Vient ensuite le moment de dresser le bilan des ateliers. Divina Frau-Meigs, directrice scientifique du Centre de liaison de l'enseignement et des médias d'information, rapporteure de l'atelier "Education à l'information, éducation des médias", indique qu'il a été question de la nécessité pour les médias de se rendre régulièrement à l'école, de sensibiliser à la fois les enseignants et les parents à l'éducation aux médias et de revoir la formation des journalistes. Puis Nordine Nabili, directeur du Bondy blog, rapporteur de l'atelier "Territoires oubliés de la République, territoires maltraités par l'information", confie que sont ressortis le fossé entre médias traditionnels et médias de quartier, mais également entre médias et élus ainsi qu'entre médias et société civile, de même que le manque de représentation de la diversité dans les médias. Enfin, Dominique Quinio, ancienne directrice de la rédaction de La Croix, rapporteure de l'atelier "Les leçons éditoriales de janvier", conclut au fait que les médias ont su éviter les écueils de l'information continue, notamment en mettant en place un processus de validation, quitte à ne pas être compris de leurs équipes. Il semble néanmoins se poser la question du manque de représentation de certaines catégories dans les médias.

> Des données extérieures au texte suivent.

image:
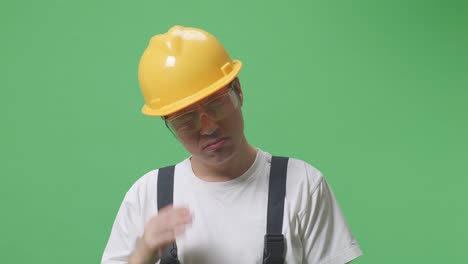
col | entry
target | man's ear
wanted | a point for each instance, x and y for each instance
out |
(239, 91)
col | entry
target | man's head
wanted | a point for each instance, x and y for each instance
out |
(188, 79)
(182, 67)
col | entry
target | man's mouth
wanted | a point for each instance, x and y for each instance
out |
(215, 144)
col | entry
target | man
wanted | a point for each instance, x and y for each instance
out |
(221, 192)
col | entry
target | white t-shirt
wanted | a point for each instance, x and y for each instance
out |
(229, 218)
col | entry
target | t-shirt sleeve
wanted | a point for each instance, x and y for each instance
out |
(325, 235)
(125, 232)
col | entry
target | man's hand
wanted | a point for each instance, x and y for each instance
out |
(160, 231)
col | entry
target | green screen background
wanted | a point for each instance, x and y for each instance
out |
(373, 93)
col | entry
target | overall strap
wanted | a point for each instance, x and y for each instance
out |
(274, 247)
(165, 197)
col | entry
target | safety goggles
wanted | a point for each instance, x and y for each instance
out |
(216, 108)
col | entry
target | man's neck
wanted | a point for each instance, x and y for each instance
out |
(230, 169)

Une prise de recul nécessaire pour pouvoir avancer

La journée s'achève ensuite par un débat intitulé "Etre ou ne pas être Charlie" animé par Jean-Marc Four (photo ci-dessus), directeur de la rédaction de France Inter. Rony Brauman (photo ci-dessous), un des fondateurs de Médecins sans frontière, explique être Charlie car il "préfère être du côté de ceux qui sont visés plutôt que de ceux qui agressent" tout en n'étant pas Charlie car il estime que l'hebdomadaire s'est éloigné de son esprit d'origine et qu'en janvier "je suis Charlie n'était pas une option mais une obligation morale". Une "schizophrénie" que partage Huê Trinh Nguyên, rédactrice en chef de Salamnews, pour qui "être Charlie c'est aussi pouvoir ne pas être d'accord avec Charlie". Autre responsable d'un média qui touche un public musulman, Cécile Mégie, directrice de Radio France internationale, confie "être Charlie au nom de la liberté d'expression et de la responsabilité que cela implique" évoquant les termes de transparence, clairvoyance et responsabilité ainsi que la nécessité de "contextualiser les réactions dans le monde".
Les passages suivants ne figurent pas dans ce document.